Trump trial date set
Former US president Donald Trump will be tried on federal conspiracy charges related to his alleged attempts to overturn the 2020 election on March 4 of next year, Judge Tanya Chutkan announced on Monday.
Rejecting the Trump team’s efforts to postpone the trial until after the 2024 presidential election, Chutkan insisted the candidate “make the trial date work regardless of his schedule,” arguing during a hearing at the Federal District Court in Washington that “there is a societal interest to a speedy trial.”
Trump’s lawyers had asked to push the date back to April 2026, citing the need for a massive amount of discovery and other preparation to defend their client against the charges, which stem from his alleged involvement in the January 6 Capitol riot – an incident for which he was already impeached. Critics of the former president have argued the later date request was merely a stalling tactic so that Trump might pardon himself if he wins the election.

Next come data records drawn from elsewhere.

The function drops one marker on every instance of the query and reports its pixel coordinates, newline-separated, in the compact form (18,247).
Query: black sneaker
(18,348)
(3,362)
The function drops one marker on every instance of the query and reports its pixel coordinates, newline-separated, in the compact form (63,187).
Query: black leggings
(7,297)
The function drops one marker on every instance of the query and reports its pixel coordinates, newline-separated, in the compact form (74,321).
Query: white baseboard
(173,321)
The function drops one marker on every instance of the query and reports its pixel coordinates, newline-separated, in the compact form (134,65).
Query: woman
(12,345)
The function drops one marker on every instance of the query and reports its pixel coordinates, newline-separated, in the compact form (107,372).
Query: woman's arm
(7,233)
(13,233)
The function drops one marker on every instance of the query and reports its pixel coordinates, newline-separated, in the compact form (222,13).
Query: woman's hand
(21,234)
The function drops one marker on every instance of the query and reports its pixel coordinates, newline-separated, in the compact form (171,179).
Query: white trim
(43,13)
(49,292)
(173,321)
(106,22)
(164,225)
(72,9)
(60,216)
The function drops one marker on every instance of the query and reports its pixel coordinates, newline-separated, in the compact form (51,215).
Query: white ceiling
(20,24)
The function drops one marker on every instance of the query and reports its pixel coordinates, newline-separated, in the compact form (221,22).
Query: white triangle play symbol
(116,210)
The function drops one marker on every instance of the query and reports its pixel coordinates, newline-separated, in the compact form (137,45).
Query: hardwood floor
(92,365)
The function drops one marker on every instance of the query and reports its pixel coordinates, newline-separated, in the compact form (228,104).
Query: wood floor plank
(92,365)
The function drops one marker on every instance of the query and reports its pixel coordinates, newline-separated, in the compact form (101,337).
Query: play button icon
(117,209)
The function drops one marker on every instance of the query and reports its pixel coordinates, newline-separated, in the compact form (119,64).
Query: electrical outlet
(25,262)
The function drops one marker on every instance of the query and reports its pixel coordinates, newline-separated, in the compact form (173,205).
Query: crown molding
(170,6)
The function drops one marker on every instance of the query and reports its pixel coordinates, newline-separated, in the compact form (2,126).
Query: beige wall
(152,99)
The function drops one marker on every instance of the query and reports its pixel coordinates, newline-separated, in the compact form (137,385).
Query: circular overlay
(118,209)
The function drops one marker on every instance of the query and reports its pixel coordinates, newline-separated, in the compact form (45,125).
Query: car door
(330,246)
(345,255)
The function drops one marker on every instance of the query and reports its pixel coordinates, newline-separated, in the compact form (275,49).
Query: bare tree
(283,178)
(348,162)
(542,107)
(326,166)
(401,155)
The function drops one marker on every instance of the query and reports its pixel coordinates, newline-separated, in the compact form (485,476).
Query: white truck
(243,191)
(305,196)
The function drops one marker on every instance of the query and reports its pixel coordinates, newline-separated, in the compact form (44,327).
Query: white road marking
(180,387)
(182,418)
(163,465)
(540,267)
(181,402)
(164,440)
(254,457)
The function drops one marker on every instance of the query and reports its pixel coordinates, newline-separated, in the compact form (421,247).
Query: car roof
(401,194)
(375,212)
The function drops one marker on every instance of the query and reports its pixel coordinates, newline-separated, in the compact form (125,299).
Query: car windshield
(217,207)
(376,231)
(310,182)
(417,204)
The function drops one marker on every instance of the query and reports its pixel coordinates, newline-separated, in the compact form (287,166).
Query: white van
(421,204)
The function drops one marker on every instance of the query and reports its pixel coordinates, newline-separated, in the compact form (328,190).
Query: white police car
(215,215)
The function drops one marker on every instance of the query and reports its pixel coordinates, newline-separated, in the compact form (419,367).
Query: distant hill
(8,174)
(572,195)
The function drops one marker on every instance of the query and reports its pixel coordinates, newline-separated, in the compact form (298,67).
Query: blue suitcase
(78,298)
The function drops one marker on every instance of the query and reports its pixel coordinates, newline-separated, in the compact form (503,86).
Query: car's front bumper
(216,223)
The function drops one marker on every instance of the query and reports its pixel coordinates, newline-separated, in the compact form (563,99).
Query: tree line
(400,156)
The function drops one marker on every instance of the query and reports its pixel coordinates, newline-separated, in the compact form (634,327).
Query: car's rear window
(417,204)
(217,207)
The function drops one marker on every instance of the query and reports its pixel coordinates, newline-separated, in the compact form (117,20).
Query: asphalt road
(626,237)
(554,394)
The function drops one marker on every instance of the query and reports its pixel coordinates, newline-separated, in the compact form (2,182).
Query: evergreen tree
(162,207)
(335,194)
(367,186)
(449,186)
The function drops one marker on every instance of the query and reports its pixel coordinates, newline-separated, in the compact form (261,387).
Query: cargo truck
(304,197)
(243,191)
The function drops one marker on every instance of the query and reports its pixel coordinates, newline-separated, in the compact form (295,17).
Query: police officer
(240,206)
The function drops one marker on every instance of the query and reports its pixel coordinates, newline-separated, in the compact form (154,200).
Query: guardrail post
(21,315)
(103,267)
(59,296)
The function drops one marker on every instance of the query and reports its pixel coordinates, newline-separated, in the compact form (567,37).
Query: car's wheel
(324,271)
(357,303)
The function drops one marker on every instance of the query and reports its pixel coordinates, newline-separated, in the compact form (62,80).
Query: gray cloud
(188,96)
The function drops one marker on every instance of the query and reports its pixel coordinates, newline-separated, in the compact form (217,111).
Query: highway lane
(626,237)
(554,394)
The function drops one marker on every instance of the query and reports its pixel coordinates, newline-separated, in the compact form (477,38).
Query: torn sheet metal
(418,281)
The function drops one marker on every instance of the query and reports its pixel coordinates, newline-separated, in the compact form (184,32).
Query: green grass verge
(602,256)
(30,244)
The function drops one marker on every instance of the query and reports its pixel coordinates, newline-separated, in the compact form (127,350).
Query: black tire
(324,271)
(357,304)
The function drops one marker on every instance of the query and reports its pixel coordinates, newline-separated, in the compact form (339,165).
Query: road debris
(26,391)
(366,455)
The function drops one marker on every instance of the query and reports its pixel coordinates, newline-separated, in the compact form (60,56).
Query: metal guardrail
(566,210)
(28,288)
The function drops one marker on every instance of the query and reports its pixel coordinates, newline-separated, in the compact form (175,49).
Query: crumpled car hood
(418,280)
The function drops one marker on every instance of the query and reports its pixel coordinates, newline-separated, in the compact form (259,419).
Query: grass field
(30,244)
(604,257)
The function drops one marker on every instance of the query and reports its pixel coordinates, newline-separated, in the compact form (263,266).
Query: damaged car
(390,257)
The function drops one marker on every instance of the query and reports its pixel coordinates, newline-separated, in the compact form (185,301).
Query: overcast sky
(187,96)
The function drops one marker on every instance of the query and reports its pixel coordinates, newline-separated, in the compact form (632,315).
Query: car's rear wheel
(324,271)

Judge Chutkan’s proposed court date comes just weeks before Fulton County District Attorney Fani Willis’ desired March 24 start date for Trump’s trial in Georgia on election-tampering charges. That date in turn falls one day before the scheduled start date for his trial in Manhattan district court on charges of falsifying business records related to his alleged payment of hush money to porn star Stormy Daniels.
The barrage of trial dates is scheduled squarely in the middle of primary season, with the 15-state “Super Tuesday” vote falling on March 5 next year and 17 states still to vote after his appearance in Chutkan’s court. The Republican National Convention, during which the party officially chooses its nominee, isn’t until July, by which time all four of the cases against Trump will have begun court proceedings.
Trump has argued for months that the unprecedented barrage of indictments leveled against him amounts to a political witch hunt designed to prevent him from running in 2024 and constitutes illegal election interference by the Biden administration. Many of his supporters appear to share that opinion, having flooded his campaign with $4.18 million in donations in the 24 hours following the release of his mugshot photo from the Fulton County jail on Thursday – the campaign’s highest single-day take to date.
The former president’s supporters have also argued Judge Chutkan is not impartial and should recuse herself. Chutkan has famously doled out even harsher sentences to January 6 protesters than prosecutors demanded, sending 38 of them to prison. She has made no secret of her belief that the ‘Stop the Steal’ protest-turned-melee was an assault on US democracy directed by Trump.